Output of pd.show_versions()

INSTALLED VERSIONS ------------------ commit : None python : 3.7.6.final.0 python-bits : 64 OS : Linux OS-release : 5.4.0-4-amd64 machine : x86_64 processor : byteorder : little LC_ALL : None LANG : en_GB.UTF-8 LOCALE : en_GB.UTF-8

pandas : 1.0.1
numpy : 1.17.4
pytz : 2019.3
dateutil : 2.8.1
pip : 18.1
setuptools : 44.0.0
Cython : None
pytest : 4.6.9
hypothesis : None
sphinx : None
blosc : None
feather : None
xlsxwriter : None
lxml.etree : 4.5.0
html5lib : None
pymysql : None
psycopg2 : None
jinja2 : 2.11.1
IPython : 7.12.0
pandas_datareader: None
bs4 : None
bottleneck : None
fastparquet : None
gcsfs : None
lxml.etree : 4.5.0
matplotlib : None
numexpr : None
odfpy : None
openpyxl : None
pandas_gbq : None
pyarrow : None
pytables : None
pytest : 4.6.9
pyxlsb : None
s3fs : None
scipy : None
sqlalchemy : None
tables : None
tabulate : None
xarray : None
xlrd : None
xlwt : None
xlsxwriter : None
numba : None

@MarcoGorelli MarcoGorelli added the Reshaping Concat, Merge/Join, Stack/Unstack, Explode label Feb 29, 2020
@TomAugspurger
Copy link
Contributor

It doesn't appear to be documented, and I'm not familiar with it. @dechamps are you interested in walking through the code to see what it's intended for?

@jreback
Copy link
Contributor

jreback commented Mar 2, 2020

we should deprecate this option - i don’t think original usecases that i added are worth it

@dechamps
Copy link
Author

dechamps commented Mar 2, 2020

It doesn't appear to be documented

Well the groupby() squeeze parameter does have documentation, it seems.

Personally I don't care much about the parameter - it's simple enough to just call squeeze() later anyway.

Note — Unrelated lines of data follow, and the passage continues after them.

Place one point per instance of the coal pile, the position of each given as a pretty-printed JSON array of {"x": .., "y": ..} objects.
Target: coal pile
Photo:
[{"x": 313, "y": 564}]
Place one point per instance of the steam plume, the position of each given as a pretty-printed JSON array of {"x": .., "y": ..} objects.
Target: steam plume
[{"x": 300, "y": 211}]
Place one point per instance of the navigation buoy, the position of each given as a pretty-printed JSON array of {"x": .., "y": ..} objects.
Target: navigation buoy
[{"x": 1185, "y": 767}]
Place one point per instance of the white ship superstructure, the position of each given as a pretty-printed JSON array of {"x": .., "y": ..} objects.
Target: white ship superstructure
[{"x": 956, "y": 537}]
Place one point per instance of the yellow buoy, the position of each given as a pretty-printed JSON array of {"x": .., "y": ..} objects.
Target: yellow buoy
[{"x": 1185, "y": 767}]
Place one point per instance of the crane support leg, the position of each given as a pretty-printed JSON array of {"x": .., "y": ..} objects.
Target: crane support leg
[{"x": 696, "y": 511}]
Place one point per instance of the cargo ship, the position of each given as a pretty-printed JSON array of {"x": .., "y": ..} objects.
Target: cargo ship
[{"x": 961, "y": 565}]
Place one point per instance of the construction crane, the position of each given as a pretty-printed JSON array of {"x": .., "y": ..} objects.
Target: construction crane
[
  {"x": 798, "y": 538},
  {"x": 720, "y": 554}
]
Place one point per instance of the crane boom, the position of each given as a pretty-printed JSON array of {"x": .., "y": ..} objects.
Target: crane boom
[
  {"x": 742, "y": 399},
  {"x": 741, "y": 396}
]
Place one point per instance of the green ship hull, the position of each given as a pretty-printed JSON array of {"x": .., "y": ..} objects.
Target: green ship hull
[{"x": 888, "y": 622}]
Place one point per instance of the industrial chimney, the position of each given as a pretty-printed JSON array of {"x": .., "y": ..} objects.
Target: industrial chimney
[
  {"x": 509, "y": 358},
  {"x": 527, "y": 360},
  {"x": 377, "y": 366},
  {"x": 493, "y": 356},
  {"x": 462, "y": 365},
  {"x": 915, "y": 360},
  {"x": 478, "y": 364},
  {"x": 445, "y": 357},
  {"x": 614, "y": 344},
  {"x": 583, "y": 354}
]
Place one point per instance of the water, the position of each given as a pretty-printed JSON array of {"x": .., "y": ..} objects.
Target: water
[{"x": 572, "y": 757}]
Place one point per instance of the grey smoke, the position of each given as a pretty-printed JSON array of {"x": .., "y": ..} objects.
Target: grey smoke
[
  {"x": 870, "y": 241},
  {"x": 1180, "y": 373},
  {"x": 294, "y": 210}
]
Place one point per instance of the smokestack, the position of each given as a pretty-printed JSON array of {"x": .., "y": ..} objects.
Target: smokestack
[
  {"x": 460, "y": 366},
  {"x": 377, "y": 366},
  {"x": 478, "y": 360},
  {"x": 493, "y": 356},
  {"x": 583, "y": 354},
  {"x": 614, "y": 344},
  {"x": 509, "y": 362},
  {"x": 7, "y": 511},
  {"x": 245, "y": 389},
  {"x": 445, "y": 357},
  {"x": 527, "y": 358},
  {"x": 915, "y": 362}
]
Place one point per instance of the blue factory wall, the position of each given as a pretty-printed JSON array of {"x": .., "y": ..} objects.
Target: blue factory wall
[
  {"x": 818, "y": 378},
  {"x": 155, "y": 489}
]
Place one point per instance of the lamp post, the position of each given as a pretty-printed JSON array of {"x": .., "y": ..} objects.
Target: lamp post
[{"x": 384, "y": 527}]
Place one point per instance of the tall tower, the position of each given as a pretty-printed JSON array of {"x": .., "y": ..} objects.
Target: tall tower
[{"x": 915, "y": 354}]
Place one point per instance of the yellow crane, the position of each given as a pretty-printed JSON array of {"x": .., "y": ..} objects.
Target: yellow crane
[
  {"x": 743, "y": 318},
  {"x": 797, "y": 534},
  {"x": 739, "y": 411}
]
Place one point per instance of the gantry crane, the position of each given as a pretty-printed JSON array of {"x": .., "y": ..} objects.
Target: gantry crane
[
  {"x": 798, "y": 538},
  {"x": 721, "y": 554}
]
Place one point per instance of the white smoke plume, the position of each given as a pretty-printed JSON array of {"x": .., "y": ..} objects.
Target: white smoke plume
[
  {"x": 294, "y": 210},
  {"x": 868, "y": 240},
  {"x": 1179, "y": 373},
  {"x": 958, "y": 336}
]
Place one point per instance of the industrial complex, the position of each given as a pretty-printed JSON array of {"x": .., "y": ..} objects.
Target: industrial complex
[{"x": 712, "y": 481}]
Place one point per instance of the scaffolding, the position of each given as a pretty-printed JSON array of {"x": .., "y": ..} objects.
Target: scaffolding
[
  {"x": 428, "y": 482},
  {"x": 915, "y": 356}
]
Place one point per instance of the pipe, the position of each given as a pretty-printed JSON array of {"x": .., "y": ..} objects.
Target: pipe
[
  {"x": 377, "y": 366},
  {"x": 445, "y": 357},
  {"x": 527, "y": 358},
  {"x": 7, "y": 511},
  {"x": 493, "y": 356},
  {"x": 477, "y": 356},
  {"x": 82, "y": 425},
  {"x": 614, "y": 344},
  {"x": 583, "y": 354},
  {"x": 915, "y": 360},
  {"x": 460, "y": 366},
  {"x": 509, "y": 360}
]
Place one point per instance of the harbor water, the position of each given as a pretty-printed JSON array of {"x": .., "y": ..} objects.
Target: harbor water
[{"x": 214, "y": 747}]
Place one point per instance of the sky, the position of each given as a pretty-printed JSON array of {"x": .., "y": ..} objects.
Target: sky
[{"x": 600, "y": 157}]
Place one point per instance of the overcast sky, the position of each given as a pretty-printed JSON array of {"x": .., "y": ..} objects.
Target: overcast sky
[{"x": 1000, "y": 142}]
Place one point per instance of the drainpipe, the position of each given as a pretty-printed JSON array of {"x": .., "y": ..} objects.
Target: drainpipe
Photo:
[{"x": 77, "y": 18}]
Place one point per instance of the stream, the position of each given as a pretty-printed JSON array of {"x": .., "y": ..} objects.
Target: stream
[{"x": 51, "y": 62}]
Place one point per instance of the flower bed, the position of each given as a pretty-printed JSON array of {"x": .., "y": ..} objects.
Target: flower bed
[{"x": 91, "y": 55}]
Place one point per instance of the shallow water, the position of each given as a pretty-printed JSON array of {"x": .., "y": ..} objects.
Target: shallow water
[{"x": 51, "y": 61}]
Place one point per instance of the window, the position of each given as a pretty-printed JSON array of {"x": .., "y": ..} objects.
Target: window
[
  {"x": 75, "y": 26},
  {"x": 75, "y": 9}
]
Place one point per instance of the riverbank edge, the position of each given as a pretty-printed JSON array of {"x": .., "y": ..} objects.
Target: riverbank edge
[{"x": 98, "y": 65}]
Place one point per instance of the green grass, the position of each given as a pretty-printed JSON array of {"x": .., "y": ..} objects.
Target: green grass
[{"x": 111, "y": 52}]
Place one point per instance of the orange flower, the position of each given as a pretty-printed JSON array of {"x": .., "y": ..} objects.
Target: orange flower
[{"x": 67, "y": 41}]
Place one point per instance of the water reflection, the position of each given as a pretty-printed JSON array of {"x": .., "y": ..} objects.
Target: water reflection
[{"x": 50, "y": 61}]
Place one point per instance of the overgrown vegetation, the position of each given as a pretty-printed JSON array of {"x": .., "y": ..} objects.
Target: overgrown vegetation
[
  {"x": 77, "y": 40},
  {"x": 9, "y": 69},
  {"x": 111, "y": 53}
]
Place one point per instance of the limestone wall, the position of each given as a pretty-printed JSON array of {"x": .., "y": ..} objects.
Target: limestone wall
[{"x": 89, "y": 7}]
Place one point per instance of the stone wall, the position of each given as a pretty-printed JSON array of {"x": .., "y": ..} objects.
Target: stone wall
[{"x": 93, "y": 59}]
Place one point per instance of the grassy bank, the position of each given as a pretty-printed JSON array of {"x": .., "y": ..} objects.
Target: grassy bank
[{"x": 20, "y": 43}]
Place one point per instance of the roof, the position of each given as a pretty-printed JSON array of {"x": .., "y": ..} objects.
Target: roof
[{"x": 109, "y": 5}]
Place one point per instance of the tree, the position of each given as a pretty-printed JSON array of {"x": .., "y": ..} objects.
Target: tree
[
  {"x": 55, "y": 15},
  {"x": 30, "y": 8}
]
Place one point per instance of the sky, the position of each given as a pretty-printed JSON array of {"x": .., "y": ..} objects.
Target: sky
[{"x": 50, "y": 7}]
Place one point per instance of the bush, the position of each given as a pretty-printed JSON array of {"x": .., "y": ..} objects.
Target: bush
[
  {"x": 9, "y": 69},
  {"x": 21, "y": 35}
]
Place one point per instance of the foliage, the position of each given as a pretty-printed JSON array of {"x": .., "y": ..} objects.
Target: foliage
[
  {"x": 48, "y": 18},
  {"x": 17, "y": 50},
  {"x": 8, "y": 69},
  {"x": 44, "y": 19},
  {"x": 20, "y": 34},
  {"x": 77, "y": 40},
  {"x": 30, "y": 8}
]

However it is of course confusing if the parameter is there but does nothing.

@WillAyd
Copy link
Member

WillAyd commented Mar 3, 2020

+1 to deprecate as well; seems out of place as an argument here

@WillAyd WillAyd added the Deprecate Functionality to remove in pandas label Mar 3, 2020
@WillAyd WillAyd added this to the Contributions Welcome milestone Mar 3, 2020
@WillAyd WillAyd changed the title The groupby() squeeze option doesn't seem to do anything Deprecate groupby() squeeze option Mar 3, 2020
@MarcoGorelli
Copy link
Member

However it is of course confusing if the parameter is there but does nothing.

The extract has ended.